Anyone who knows more details care to chime in?
 
I don’t know for sure, but I think the HW4 computer has significant architectural differences from HW3. It isn’t just a process node and core number upgrade. This is how they can get 3-4x speed improvements over HW3, otherwise it would be like 40% at best (chart CPU speed updates last few years to see what I mean). If I’m right, that would mean the server farm has to create a brand new model for HW4. Meaning that Tesla now has to iterate both HW3 and HW4 models in parallel. So they automatically need to double (or more, maybe HW4 is more server intensive) server compute for this on top of all the other server compute loads V12 is adding.

Anyone who knows more details care to chime in?
If that's the case, I'd love another Jim Keller style video talking about the architecture...
 
I don’t know for sure, but I think the HW4 computer has significant architectural differences from HW3. It isn’t just a process node and core number upgrade. This is how they can get 3-4x speed improvements over HW3, otherwise it would be like 40% at best (chart CPU speed updates last few years to see what I mean). If I’m right, that would mean the server farm has to create a brand new model for HW4. Meaning that Tesla now has to iterate both HW3 and HW4 models in parallel. So they automatically need to double (or more, maybe HW4 is more server intensive) server compute for this on top of all the other server compute loads V12 is adding.

Anyone who knows more details care to chime in?
So invest in AI server companies? Is NVidia the only play here? The H100 is made up of Intel cores from what I just read. Silent winner? You wouldn't know which processor is even used on this entire page (other than the mention of the PCIe which sounds like the Intel bus architecture). Almost like the Intel processors were white labeled. Nvidia rebranded them into their own.
 
Why?

New technology doesn't work until it does. That's the nature of the beast.

We had a lot of failed airplanes before Kitty Hawk.

Because Tesla has a track-record of failing and then changing their approach, and the CEO overstating capability each time. Remember the snake charger? That brief effort was the result of somebody embarrassing Musk at an event when he was talking about summoning the car across the country. That was _2015_.

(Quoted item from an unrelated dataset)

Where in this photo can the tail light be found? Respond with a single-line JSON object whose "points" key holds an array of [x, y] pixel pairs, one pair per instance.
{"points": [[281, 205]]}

Also, as far as a "Chat GPT moment" goes, Tesla's already there. Chat GPT makes a lot tons of mistakes requiring human intervention and sometimes just makes stuff up that's completely wrong. Chat GPT has a lot of value despite the errors because it has a low cost of error. FSD has a high cost of error so it has to be way better than Chat GPT to have significant value.
 
So invest in AI server companies? Is NVidia the only play here? The H100 is made up of Intel cores from what I just read. Silent winner? You wouldn't know which processor is even used on this entire page (other than the mention of the PCIe which sounds like the Intel bus architecture). Almost like the Intel processors were white labeled. Nvidia rebranded them into their own.
Nvidia has gone with a more power hungry lower performance Intel cores while their last gen used AMD Epyc cpus. The reason why is because AMD is on the verge of releasing their MI300, which is a x86 CPU+GPU as a single chip packaging(think PS5), much like Nvidia's upcoming Grace product (arm+GPU). Based on AMD's guide for Q4, no Nvidia is not the only game in town. Hampered by software before, AMD's stable diffusion performance finally matched Nvidia's as of 2 weeks ago(Nvidia used to be 16x faster). They have also managed to port existing pytorch code from Nvidia->AMD with no code change under MosaicML.

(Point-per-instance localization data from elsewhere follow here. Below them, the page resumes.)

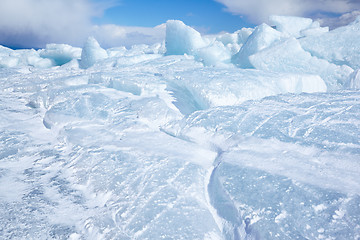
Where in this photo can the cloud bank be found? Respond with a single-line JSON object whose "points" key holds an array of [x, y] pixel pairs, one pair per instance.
{"points": [[26, 23], [34, 23], [258, 11]]}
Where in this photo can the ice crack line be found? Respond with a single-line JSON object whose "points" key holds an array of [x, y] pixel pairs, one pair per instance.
{"points": [[233, 226]]}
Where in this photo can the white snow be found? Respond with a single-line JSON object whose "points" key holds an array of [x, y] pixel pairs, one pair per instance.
{"points": [[178, 141]]}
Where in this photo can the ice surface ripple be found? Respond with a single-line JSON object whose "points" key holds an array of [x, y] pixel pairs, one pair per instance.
{"points": [[137, 153]]}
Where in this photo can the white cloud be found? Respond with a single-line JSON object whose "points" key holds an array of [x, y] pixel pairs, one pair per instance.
{"points": [[36, 22], [258, 11], [335, 22], [113, 35]]}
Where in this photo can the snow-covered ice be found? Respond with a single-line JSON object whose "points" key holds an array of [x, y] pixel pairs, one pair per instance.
{"points": [[246, 135]]}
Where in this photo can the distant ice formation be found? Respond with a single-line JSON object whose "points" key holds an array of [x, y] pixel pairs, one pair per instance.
{"points": [[247, 135]]}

This is all good news because not only will Tesla have access to alternatives over Nvidia, but we can also see margin drop from Nvidia's price gouging practices. Rumor has it Nvidia's H100 GPUs having a gross margin of around 1000%.
 
I think people should stop hoping that this time it's going to be different.

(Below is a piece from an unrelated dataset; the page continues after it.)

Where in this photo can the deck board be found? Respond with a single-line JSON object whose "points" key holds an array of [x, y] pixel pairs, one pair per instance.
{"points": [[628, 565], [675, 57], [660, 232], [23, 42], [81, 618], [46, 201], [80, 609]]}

But that's how technological breakthroughs happen. You iterate, trying different approaches coupled with new knowledge, which fail but bring new wisdom, and after enough failed attempts one finally works.

It only has to work ONCE to be a new disruptive technology. And Tesla's current version of FSD is getting extremely close, so if V12 is more capable then it will get even closer, and maybe will be the one to finally solve real autonomy.